The algorithm is slightly more complicated. Instead of one table, we have two tables, and one hash function each, chosen randomly among the space of all hash functions (not practical, but close enough). When we look up an item, we just need to compute the hash for the first and the second table, and look at those two spots. Done!
I mean, sure, but that’s easy – how do you insert? What if both spots are full? That’s where the name cuckoo comes from. You pick one of the spots, kick that guy out and put your item there. Now with the new guy, you find its other available spot, kick that guy out, so on and so forth. If you end up in a loop (or spend too long and decide to give up), you pick another two hash functions, and rebuild the hash table. As far as at least half of the slots are empty, it is highly likely that the whole operation takes constant time in expectation. I don’t have any simple intuitions about why this is true. If you do, please let me know.
Theoretically, Cuckoo hashing beats Robin Hood because the worst case look up time is constant, unlike in Robin Hood. Why is it still slower than Robin Hood in practice? As it turns out, the constant is both a blessing and a curse. When looking up missing items, there has to be two look ups; even when looking up existing items, on average there still has to be 1.5 look ups. To make matters worse, since the two spots are spatially uncorrelated, they usually cause two cache misses. Once again, cache performance makes a big difference in the overall speed.

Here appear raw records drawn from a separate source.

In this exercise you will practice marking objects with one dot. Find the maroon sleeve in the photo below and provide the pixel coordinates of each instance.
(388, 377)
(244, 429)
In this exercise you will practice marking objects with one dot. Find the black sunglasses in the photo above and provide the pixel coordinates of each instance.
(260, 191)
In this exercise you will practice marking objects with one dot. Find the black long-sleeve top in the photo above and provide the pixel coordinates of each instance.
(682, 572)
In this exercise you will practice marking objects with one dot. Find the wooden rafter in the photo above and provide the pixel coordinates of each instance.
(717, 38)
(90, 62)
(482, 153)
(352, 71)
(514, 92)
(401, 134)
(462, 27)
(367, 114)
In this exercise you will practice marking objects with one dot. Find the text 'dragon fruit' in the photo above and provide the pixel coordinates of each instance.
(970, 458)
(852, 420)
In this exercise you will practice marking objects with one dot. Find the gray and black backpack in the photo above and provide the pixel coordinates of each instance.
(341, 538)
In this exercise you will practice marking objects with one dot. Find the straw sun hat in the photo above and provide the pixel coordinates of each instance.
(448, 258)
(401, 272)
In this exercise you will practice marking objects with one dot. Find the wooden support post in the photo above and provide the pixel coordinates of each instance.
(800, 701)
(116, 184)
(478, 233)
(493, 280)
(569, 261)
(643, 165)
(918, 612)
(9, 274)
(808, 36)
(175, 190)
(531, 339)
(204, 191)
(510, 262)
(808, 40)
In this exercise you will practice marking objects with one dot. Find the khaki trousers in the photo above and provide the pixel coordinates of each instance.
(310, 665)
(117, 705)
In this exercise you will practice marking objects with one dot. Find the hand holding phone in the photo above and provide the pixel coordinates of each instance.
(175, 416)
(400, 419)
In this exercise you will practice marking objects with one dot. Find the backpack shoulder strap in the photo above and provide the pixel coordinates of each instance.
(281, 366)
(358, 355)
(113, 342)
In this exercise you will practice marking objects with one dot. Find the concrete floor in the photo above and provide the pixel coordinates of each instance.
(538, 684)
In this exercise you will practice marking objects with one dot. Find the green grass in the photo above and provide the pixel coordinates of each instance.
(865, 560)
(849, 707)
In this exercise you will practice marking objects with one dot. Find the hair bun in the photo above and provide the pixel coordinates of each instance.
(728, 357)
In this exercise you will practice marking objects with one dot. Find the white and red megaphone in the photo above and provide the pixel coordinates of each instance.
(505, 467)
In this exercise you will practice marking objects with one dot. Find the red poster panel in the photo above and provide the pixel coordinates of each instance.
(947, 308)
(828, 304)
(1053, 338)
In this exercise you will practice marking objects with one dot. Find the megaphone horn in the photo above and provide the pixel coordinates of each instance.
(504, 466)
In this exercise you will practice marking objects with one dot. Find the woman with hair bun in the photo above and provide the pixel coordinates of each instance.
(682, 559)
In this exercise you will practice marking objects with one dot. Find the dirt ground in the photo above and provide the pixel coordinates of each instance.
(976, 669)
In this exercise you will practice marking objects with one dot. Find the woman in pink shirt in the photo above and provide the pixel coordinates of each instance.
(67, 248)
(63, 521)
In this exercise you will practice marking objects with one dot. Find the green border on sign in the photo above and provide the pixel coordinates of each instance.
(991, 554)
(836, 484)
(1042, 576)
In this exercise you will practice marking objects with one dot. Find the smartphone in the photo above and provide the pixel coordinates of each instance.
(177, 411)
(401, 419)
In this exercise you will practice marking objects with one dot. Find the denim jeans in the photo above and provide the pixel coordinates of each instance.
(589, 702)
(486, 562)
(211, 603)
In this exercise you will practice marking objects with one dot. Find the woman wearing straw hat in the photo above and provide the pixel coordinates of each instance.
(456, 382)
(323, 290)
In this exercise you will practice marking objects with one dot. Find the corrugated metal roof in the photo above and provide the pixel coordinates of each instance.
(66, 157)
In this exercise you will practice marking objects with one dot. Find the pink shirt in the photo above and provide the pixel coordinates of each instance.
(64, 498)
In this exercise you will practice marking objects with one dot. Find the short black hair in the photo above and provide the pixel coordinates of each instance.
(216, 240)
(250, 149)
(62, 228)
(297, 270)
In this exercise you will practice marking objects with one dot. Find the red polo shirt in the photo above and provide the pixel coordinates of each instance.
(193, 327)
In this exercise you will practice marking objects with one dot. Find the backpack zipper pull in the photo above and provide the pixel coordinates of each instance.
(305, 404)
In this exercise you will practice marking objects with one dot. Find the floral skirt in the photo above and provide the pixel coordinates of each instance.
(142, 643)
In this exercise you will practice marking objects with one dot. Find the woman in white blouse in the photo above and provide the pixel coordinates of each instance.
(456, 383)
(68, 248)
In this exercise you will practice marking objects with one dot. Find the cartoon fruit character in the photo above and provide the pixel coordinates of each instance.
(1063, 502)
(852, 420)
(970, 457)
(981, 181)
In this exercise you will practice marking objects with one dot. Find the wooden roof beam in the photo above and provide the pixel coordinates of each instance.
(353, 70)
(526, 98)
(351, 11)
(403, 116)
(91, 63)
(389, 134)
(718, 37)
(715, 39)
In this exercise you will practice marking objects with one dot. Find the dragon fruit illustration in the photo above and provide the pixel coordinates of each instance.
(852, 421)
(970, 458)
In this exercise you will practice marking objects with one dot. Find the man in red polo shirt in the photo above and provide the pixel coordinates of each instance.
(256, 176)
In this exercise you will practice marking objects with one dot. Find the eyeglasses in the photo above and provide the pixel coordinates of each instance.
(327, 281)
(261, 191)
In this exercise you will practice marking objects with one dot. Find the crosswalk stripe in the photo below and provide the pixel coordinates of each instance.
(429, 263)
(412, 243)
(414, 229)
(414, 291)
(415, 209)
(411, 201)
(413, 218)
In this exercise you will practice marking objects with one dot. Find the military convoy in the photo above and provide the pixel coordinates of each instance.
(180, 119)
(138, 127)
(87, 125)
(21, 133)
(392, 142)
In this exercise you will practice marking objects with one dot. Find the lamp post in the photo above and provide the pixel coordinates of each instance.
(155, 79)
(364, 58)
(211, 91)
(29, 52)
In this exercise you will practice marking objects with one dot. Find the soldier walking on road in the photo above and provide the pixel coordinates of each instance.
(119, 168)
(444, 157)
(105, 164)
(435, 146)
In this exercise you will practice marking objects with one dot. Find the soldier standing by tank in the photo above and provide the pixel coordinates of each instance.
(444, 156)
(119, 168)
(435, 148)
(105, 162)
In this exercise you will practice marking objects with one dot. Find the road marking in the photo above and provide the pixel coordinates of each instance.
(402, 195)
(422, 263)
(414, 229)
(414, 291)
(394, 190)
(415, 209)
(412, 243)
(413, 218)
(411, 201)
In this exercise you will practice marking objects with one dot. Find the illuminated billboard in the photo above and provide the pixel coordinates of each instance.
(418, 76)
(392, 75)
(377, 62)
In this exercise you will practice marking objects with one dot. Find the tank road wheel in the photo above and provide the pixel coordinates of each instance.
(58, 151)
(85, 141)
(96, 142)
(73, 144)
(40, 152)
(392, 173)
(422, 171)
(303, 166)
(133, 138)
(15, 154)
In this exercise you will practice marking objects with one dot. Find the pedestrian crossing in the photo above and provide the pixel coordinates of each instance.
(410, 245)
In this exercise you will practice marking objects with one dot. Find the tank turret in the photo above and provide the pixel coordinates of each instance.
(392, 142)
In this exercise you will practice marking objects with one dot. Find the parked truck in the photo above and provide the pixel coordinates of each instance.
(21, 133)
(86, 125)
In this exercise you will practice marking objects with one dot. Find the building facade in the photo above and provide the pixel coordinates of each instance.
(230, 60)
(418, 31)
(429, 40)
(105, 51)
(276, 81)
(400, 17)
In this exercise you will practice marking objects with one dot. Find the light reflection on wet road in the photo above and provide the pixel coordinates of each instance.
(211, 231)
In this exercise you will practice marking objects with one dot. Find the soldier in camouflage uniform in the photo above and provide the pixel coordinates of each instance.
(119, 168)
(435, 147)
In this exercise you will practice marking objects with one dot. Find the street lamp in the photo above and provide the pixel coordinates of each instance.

Having said all that, performance in real life is a very complicated matter. Cache performance is just one of the unpredictable components. There are also various compiler optimizations, chip architectures, threading/synchronization issues or language designs that can affect performance, even given then same algorithm. Writing a fast program is all about profiling, fine tuning, and finding the balance*.
*My coworker once said, “at the end of almost any meeting, you can say ‘it’s all about the balance’, and everyone would agree with you.